I’ve always created a soundtrack or playlist for each story I write. It can be just a few songs, or hours worth, played in a continuous loop the whole time I’m working. Inevitably the songs melt their way into my consciousness as I’m working, and ends up guiding or directing the story in various ways.
Lately, I’ve found instances where completely changing the soundtrack to a story’s composition has helped me to see it differently, has shifted the mood to make the story work.

The last story kicked off with a bunch of aggressive Killing Joke songs from the albums Night Time and Fire Dances. That feel worked for some of the more energetic scenes, but I was only able to get the right mood in the weirder, dreamier scenes when I switched the soundtrack to some long instrumentals by The Necks. Initially I only started play The Necks because they happened to be mentioned in the story from the beginning, but I found they really worked as a soundtrack for writing.
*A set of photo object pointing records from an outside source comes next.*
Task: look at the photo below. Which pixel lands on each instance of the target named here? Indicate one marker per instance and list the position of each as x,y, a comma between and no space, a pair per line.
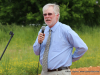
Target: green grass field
19,58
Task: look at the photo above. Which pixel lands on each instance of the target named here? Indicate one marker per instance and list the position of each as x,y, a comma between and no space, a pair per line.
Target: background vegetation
73,12
19,58
17,15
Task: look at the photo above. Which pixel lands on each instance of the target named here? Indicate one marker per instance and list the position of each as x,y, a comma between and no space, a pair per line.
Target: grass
19,58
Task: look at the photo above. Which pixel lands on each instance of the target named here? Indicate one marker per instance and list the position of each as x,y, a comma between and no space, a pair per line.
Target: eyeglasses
49,14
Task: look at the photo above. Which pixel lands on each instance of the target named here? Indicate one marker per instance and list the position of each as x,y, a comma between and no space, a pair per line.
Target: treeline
72,12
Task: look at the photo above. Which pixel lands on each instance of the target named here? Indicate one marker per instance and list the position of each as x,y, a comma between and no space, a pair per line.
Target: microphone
43,28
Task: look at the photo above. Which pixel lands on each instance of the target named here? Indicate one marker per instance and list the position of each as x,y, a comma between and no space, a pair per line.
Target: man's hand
41,37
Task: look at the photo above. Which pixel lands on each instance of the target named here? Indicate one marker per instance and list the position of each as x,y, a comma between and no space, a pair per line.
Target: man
63,39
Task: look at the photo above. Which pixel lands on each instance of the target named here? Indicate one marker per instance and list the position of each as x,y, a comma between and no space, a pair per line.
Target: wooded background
72,12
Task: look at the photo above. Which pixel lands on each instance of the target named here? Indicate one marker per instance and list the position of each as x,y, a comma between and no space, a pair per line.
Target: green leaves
30,11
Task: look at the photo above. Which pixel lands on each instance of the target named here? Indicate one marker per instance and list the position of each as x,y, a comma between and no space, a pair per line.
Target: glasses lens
44,14
49,14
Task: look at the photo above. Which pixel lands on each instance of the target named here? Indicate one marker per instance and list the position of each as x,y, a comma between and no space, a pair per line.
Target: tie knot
49,30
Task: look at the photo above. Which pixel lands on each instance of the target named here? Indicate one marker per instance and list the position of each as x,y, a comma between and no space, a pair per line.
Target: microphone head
43,28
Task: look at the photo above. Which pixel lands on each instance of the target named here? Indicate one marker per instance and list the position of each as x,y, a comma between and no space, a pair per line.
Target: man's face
49,17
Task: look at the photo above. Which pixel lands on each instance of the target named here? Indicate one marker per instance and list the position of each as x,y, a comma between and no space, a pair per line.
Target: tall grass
19,58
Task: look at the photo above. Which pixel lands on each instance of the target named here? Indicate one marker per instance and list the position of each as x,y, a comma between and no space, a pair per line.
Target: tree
72,12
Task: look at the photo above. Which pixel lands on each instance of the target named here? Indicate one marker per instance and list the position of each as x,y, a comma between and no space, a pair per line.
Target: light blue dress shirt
63,39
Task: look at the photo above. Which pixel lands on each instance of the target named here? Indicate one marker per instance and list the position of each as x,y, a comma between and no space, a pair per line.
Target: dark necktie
45,56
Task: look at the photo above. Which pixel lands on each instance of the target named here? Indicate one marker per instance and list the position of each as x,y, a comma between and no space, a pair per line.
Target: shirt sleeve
78,43
36,46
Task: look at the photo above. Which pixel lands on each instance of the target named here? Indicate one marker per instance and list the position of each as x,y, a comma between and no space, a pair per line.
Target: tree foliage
72,12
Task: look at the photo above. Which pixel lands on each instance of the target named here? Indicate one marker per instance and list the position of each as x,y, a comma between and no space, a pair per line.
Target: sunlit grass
19,58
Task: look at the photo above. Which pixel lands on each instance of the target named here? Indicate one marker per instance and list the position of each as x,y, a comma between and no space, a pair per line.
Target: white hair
55,6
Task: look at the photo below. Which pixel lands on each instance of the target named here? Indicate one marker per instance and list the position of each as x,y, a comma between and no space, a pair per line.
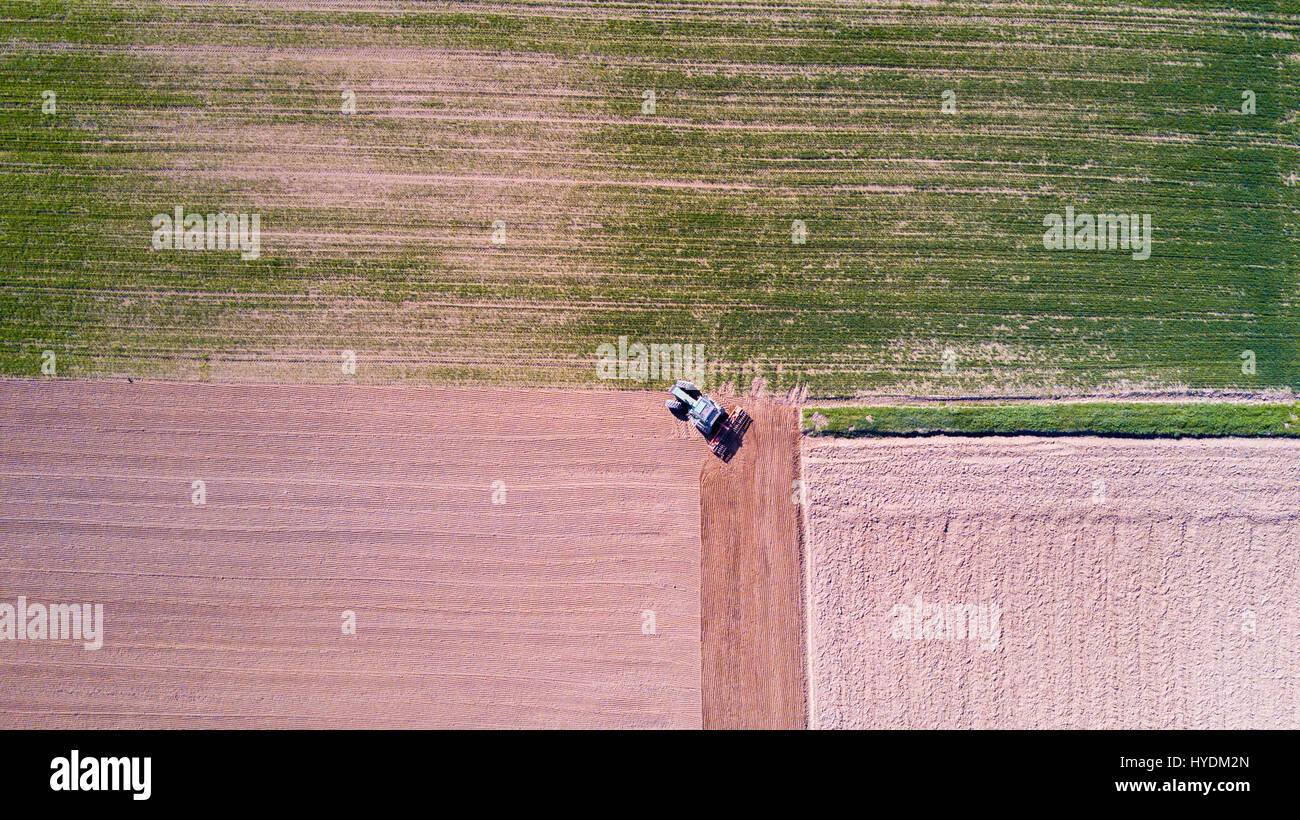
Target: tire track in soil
752,580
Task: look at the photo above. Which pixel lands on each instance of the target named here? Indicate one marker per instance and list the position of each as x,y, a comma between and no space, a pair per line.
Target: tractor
719,428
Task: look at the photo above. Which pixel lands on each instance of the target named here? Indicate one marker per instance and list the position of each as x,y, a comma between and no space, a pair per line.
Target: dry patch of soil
752,580
376,500
1139,584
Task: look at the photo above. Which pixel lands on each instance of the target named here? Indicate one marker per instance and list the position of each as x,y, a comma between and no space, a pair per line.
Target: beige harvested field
1164,597
373,500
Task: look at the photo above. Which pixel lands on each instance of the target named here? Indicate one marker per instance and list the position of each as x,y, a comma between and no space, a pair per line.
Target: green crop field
1122,419
507,196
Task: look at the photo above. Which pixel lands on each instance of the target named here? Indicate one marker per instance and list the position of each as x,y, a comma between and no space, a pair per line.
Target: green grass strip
1118,419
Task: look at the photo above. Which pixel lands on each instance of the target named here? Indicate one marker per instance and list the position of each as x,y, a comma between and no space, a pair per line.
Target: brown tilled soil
752,580
339,498
1140,584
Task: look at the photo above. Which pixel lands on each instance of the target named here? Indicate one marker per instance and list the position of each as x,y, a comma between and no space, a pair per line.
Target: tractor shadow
731,439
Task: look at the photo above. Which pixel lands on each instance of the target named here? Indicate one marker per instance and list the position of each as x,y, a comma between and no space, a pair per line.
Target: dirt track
1162,597
373,500
752,580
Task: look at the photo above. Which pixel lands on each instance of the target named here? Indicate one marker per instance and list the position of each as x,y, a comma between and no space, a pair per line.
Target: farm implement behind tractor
722,429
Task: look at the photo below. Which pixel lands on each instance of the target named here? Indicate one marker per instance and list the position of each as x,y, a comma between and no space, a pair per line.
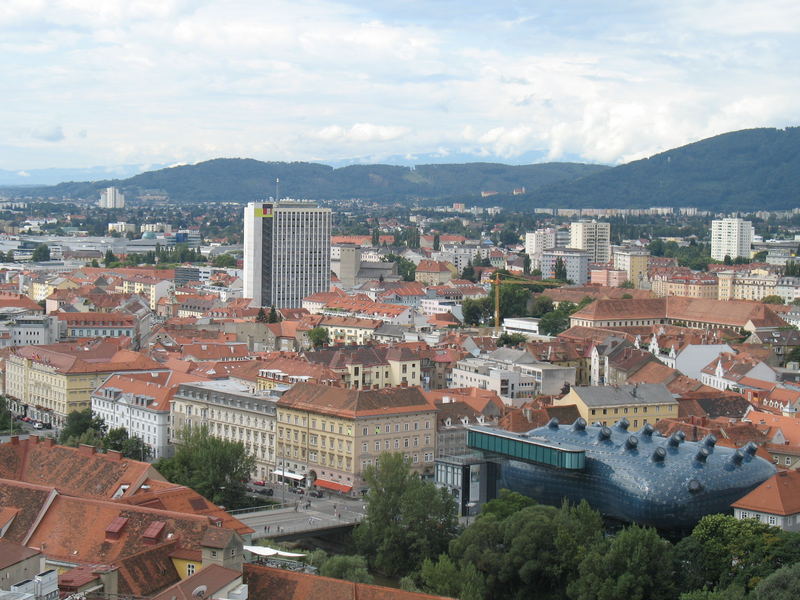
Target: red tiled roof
778,495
Right now I’m finishing up a story that seemed to call for classical listening. I started off writing to a mix of 20th century opera, but the story didn’t quite open up for me at first. I was able to write the plot, but the feel was lacking. Then I scrapped that playlist and instead looped a Joy Division mix. The right mood for the scene came into focus. The elegiac, almost gothic quality of the music helped sharpen the story’s emotional undercurrent, even though a reader of the story would probably never guess the writer had been listening to something like “Atmosphere” or “Dead Souls” or “Isolation.”